Kuratorisch fragwürdig ist auch die Art und Weise, wie Adorfs zentrales Werk, seine Filme, präsentiert werden. Eine Reihe von Ausschnitten, thematisch montiert und auf mehrere Leinwände verteilt, läuft lärmend in einem Raum nebeneinanderher – so ist schauspielerisches Vermögen nicht zu würdigen.

Für Fans aber ist ohnehin anderes interessanter. Etwa die gründlichen Notizen, die sich Adorf in seine Drehbücher macht, um den Text glaubwürdiger zu gestalten.
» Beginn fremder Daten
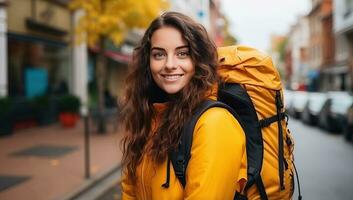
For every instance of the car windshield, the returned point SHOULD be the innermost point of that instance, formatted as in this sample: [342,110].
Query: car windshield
[340,103]
[317,101]
[299,100]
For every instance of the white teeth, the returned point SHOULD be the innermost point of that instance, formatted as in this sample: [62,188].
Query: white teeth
[172,77]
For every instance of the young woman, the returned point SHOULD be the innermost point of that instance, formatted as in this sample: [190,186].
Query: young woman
[172,72]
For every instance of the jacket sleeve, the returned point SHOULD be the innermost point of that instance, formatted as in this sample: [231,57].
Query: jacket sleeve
[127,188]
[217,167]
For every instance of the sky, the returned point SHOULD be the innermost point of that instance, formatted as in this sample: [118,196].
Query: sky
[253,21]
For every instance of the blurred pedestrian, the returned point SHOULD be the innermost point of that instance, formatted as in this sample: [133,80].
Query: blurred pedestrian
[174,70]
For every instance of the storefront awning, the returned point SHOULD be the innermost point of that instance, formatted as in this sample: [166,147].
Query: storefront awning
[114,55]
[117,56]
[336,69]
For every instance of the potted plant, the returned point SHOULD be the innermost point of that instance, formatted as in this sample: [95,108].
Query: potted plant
[6,125]
[69,106]
[45,109]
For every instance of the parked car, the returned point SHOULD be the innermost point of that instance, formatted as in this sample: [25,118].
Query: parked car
[348,128]
[298,101]
[313,107]
[333,115]
[287,97]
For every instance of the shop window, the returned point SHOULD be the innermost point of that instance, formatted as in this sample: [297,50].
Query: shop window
[348,8]
[37,67]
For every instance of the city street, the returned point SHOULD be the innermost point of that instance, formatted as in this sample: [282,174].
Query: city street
[324,162]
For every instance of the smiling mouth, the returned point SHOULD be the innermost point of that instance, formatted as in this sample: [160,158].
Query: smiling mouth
[172,77]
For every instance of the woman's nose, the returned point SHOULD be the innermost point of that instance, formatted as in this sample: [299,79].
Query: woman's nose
[170,63]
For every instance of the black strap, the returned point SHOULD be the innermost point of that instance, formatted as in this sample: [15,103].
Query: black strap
[279,106]
[239,196]
[261,188]
[297,176]
[268,121]
[180,158]
[166,184]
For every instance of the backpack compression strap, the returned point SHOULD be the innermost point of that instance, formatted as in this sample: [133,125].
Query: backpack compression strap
[181,157]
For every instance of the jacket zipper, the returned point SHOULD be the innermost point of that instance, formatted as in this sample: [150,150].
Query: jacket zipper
[142,180]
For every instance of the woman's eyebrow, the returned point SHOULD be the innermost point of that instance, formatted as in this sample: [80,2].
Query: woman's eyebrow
[181,47]
[157,48]
[162,49]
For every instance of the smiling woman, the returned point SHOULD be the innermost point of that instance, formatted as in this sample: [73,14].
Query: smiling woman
[170,61]
[173,71]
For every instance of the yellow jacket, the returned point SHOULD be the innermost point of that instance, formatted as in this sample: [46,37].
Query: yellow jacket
[217,167]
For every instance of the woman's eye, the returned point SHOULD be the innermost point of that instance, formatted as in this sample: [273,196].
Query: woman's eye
[158,55]
[183,54]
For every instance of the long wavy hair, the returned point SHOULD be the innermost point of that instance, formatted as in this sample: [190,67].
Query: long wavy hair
[141,92]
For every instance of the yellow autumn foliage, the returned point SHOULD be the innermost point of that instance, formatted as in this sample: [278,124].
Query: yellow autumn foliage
[114,18]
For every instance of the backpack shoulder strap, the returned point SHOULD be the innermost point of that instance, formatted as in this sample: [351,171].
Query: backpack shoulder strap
[180,158]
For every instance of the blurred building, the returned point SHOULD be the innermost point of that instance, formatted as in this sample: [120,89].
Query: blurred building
[277,43]
[297,65]
[199,10]
[39,53]
[206,12]
[342,73]
[322,43]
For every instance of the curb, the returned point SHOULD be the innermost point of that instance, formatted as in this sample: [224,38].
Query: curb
[91,185]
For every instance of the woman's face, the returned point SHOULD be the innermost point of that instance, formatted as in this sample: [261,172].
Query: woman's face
[170,61]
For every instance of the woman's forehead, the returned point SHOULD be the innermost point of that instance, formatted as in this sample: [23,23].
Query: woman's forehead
[167,37]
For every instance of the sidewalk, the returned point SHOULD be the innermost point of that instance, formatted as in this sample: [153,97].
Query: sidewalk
[45,163]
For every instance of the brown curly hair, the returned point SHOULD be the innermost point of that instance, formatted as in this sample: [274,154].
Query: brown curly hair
[142,92]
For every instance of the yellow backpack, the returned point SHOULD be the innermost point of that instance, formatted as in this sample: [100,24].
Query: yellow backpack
[252,91]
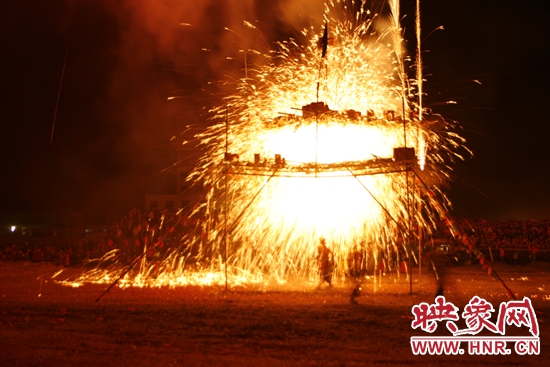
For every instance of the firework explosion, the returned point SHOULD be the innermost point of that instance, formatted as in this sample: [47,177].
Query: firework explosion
[325,139]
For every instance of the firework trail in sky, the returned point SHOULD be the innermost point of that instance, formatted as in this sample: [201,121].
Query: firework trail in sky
[310,144]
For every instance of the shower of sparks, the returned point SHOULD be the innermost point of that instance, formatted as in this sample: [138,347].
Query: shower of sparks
[335,174]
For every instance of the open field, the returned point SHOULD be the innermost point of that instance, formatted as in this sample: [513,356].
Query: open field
[45,324]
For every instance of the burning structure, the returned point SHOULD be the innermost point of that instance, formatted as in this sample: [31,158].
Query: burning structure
[327,138]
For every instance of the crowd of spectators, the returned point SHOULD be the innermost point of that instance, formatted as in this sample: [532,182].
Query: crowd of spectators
[515,242]
[155,231]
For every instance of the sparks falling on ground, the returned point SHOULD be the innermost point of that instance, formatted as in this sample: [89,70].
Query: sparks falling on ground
[327,138]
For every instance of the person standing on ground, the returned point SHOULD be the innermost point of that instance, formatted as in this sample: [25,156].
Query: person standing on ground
[326,262]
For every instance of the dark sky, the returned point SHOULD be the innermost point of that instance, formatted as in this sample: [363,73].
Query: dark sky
[124,58]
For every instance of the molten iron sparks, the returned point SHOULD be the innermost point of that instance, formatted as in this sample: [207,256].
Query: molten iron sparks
[304,149]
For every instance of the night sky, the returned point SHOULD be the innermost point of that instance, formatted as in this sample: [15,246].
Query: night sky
[114,125]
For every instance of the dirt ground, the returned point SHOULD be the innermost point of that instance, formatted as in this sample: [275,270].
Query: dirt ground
[43,323]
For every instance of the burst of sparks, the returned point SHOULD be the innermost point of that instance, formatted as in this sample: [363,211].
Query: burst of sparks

Für seine Rolle als Heinrich Haffenloher in „Kir Royal“ ersetzt er handschriftlich jedes „Geld“ durch „Jeld“ und „Cash“ durch „Kesch“. In seinem Kalender vermerkt er nicht nur die Programmpunkte, sondern nachträglich auch ihren Ausgang, also nicht nur „Night of the Oscars“, sondern auch „Oscar für Blechtrommel“, nicht nur „9.30 TV Fußball Wales – D’Land“, sondern auch „0:2 (Tore: Zimmermann, Förster)“. Diese Sorgfalt scheint er von seiner Mutter zu haben.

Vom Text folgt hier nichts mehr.